[cxml-devel] Corrupted UTF-8 input

Patrick May patrick.may at mac.com
Wed Oct 16 19:09:22 UTC 2013


On Oct 16, 2013, at 11:55 AM, Raymond Wiker <rwiker at gmail.com> wrote:
> On Oct 16, 2013, at 17:39 , Patrick May <patrick.may at mac.com> wrote:
>> Thanks for the quick reply.
>> 
>> 	I'm crawling websites in the wild, so it's quite likely the error is legitimate.  I call chtml like this:
>> 
>>  (chtml:parse (drakma:http-request url :user-agent :chrome)

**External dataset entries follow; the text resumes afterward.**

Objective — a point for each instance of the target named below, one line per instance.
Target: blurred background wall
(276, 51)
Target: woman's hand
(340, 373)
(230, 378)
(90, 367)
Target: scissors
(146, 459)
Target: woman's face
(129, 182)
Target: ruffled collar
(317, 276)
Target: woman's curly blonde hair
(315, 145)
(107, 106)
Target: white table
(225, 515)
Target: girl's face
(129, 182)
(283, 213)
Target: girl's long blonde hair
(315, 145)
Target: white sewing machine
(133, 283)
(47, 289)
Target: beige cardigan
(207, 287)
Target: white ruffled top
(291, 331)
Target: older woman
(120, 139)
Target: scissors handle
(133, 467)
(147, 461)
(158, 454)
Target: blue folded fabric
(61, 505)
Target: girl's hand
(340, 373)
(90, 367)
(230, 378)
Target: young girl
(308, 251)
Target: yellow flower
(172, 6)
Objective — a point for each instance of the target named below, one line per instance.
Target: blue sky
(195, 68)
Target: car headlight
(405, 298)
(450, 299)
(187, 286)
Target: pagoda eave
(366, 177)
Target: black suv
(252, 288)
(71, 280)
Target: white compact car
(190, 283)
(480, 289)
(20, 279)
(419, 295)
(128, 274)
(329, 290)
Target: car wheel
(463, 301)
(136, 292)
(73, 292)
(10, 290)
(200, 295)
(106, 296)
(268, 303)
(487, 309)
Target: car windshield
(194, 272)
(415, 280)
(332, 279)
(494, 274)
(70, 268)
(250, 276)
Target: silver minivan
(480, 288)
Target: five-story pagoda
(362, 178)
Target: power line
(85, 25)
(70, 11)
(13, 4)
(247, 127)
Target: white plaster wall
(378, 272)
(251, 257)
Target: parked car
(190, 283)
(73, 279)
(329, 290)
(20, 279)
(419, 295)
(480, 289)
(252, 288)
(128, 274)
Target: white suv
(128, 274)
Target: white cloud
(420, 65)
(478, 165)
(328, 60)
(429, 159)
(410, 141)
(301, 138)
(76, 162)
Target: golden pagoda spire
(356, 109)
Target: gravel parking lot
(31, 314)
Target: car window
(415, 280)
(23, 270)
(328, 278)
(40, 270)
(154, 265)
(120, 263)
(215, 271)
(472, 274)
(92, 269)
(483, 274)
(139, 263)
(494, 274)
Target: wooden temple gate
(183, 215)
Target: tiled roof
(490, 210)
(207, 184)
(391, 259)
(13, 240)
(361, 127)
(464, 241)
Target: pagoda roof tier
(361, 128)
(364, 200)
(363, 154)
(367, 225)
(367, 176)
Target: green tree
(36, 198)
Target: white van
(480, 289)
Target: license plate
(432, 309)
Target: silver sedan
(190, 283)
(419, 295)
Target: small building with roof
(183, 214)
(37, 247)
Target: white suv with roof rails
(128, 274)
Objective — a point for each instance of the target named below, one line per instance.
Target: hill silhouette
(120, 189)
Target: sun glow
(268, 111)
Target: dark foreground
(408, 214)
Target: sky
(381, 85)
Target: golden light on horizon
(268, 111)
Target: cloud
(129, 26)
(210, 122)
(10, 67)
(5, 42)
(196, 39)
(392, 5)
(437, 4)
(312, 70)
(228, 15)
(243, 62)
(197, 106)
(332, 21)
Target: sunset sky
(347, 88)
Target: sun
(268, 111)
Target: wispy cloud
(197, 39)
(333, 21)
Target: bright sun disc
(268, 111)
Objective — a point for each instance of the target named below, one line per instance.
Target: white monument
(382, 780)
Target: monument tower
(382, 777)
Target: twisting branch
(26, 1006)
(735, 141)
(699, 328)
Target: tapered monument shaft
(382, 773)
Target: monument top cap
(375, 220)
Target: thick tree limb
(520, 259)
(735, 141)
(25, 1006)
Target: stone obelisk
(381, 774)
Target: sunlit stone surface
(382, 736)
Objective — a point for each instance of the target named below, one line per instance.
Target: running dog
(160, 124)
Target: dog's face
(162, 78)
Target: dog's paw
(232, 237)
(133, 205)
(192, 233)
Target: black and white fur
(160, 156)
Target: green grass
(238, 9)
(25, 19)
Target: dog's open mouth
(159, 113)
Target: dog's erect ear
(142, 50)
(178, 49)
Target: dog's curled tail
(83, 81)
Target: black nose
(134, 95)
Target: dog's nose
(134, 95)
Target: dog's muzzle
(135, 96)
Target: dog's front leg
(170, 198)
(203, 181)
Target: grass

>>               (chtml:make-lhtml-builder)))
>> 
>> I've only been playing with this for a couple of days, so I'm not sure what other options I have for the builder or if I should just catch the error and skip that url.
>> 
>> 	Restart appears to skip processing that call and move on to the next url.
> 
> Try evaluating just 
> 
>> (drakma:http-request url :user-agent :chrome)
> 
> separately, for one of the urls that fail. That will give you the document, plus a number of other values. One of them, the "headers" (value 3) may contain information about content type and encoding. Compare this with what is actually returned.
> 
> Other things to try:
> 
> 1) add :want-stream t to the call to drakma:http-request. This may give chtml a better chance to pick up the correct encoding.
> 
> 2) add :force-binary t to the call to drakma:http-request.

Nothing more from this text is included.